Buckwheat, agricultural pollinator crop (Fagopyrum esculentum)


Common Name: Buckwheat




Forage for Pollinators: Produces Nectar in abundance mainly foraged by Honeybees, and can produce excellent crops of honey at times, weather permitting nectar; also for Long and Short-tongued Bumblebees, Solitary bees and Hoverflies. Pollen is also produced for the same foragers. It is considered economically viable to grow Buckwheat as ‘bee pasturage’ on a field scale on soils which are sandy and of low nitrogen inputs, as there is also a resulting grain crop.
Flowering time:June, July, August, September
Growing information:ANNUAL growing to 4’2” (1.25m) by 1’(0.3m). It is frost tender annual crop. Fast-growing it can produce seed in 6 weeks, ripening in 10 or 11 weeks. Its fast establishment is useful in suppressing weeds, making it a reliable grain crop where a short season is available, or used as a second crop in the season, or as a summer cover crop. For a bee fodder crop, 3 or 4 successional sowings can be made at fortnightly intervals beginning in April or May when danger of frost has passed. It is a short season crop that does well on low-fertility or acidic soils which are well drained. Too much fertilizer, especially nitrogen, will reduce yields. Nectar secretion is adversely affected by hot weather, and bees tend to forage on the flowers in the morning on days which become hot. Temperatures around 21ºC are the optimum for good nectar secretion. An acre can yield on average 80lbs honey.
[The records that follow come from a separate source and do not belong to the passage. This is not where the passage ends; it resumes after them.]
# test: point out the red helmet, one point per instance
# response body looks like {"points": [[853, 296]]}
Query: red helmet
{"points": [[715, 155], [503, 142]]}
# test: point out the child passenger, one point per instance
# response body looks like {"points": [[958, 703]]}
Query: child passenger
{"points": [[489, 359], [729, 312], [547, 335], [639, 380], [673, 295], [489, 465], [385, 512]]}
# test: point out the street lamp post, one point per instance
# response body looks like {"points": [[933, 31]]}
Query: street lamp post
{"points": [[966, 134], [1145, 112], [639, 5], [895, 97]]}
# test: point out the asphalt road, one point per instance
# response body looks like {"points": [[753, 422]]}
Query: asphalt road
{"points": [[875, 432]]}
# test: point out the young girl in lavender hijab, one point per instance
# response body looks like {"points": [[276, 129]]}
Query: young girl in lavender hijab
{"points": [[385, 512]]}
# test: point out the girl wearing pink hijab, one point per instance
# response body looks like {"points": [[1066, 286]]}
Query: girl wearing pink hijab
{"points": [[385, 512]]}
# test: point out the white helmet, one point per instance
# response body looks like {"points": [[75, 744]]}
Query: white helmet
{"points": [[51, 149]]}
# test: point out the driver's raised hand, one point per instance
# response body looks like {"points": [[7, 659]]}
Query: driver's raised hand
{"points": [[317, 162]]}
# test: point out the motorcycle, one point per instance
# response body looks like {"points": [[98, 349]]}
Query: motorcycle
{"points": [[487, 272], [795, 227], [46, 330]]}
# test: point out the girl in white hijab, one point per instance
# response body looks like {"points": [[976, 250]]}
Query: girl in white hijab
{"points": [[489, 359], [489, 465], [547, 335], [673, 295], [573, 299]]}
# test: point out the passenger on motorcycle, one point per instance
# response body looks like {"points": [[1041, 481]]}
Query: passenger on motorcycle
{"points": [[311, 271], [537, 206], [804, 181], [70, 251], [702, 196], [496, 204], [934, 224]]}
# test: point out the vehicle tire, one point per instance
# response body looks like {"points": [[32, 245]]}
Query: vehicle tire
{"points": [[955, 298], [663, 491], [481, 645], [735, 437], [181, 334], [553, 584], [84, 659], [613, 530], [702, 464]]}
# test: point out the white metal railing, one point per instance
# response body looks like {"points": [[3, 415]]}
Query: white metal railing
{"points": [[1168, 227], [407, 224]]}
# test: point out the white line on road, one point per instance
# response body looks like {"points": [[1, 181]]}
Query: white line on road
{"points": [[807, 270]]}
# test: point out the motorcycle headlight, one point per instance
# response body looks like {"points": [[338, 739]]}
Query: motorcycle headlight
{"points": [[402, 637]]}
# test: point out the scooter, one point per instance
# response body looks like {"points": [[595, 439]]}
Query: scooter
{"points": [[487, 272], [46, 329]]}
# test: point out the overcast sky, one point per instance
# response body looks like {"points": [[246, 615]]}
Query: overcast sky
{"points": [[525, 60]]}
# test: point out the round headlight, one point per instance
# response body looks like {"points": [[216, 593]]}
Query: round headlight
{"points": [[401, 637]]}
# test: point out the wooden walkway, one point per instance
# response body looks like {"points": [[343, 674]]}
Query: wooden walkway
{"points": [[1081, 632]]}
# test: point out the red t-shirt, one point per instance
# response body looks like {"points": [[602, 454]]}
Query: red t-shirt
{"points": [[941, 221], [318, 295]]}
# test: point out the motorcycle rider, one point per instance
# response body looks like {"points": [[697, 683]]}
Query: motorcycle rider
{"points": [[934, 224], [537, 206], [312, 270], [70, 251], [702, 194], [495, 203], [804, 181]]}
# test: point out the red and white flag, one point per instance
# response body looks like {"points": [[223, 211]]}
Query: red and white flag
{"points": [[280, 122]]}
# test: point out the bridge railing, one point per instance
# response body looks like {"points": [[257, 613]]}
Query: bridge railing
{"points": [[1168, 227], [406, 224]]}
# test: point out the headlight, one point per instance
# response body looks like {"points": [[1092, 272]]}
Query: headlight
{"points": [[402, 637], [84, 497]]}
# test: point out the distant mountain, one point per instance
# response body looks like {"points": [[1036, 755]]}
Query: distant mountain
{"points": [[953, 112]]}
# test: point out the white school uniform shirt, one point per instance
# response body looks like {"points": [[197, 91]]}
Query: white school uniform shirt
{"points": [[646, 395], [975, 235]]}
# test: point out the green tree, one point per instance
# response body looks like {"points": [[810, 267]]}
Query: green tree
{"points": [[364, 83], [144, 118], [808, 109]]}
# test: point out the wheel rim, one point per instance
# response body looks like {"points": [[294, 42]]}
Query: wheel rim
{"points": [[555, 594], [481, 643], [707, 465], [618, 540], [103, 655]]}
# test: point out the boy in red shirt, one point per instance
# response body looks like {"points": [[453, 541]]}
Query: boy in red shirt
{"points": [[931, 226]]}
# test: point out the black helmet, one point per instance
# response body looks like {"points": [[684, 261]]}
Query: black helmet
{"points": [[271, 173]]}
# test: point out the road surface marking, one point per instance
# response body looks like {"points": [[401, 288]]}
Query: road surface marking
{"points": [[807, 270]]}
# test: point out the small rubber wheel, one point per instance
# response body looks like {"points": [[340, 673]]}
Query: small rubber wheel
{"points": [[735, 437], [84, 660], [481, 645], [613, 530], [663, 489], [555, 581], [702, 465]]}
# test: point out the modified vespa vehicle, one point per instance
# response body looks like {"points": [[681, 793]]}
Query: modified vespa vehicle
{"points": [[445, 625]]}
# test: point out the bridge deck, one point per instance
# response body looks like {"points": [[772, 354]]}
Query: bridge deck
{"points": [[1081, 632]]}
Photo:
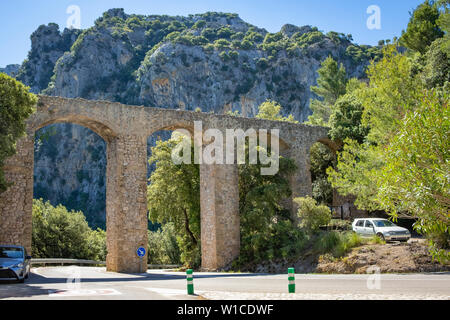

Buckwheat was a common crop in the 18th and 19th centuries. Cultivation declined sharply in the 20th century due to the use of nitrogen fertilizer, to which it doesn’t respond well (and to which maize and wheat respond strongly). This makes it ideal for organic growing methods. It is also a good weed suppressor and phosphate scavenger.
Sowing rate: 30 kg per acre (75 kg/ha, 7.5 g/m²).